CheckFirst joins researchers and stakeholders advocating for access to public data for public interest research

Keeping platforms accountable is at the core of Check First’s mission and values, particularly when evaluating the impact of algorithmic content recommendation on society. Recent changes in the way companies or brands like Twitter and YouTube are altering access to their data are just mere examples of how platforms are affecting civil society’s ability to hold them accountable.

On April 26th, the Mozilla Foundation and a group of civil society experts gathered in Brussels to discuss the implementation of the Digital Services Act’s public data sharing scheme in practice and suggested a list of recommendations as a response to the European Commission’s call for evidence for a Delegated Regulation on data access provided for in the Digital Services Act. CheckFirst is glad to have joined this effort.

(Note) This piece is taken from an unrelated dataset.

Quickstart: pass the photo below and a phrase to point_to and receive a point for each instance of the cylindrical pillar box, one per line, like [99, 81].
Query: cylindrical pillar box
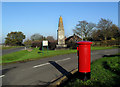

Why is Check First adhering to this feedback

We strongly believe that an efficient application of the DSA heavily relies on the capacity of researchers and the civil society at large to be able to monitor and audit very large online and search platforms (VLOPs). As of today, access to the platforms’ data through their APIs is insufficient and often does not fully represent how content is personalised for users. The letter formulates a series of recommendations encouraging the regulators to define how and to whom VLOPs must share data necessary for independent audits.

Although API data must be widened, this would be insufficient by itself. Platforms control what data is shown through their APIs and they do not currently reflect how content is personalised for a given user. This is why Check First has been using user simulation and scraping as a complementary means to collect data and monitor what content is presented to users during the CrossOver project [link]. We hence support unequivocally the recommendation to make scraping a standard and legitimate technique to perform monitoring and auditing of the platforms’ obligations. Check First has shown that relying only on data provided by the platforms themselves is not sufficient to conduct truthful reports and analysis of what information is presented to citizens by the platforms. We also support the recommendation to enforce a standardised process to be implemented by all platforms for data access requests.

Read the recommendations

Recent events which further motivated us to sign the letter

Less and Less APIs available

With an increasing number of platforms closing their APIs to researchers and obstructing access to valuable data the implications need to be critically assessed.

Twitter, YouTube, and Reddit are prime examples of this increasing trend.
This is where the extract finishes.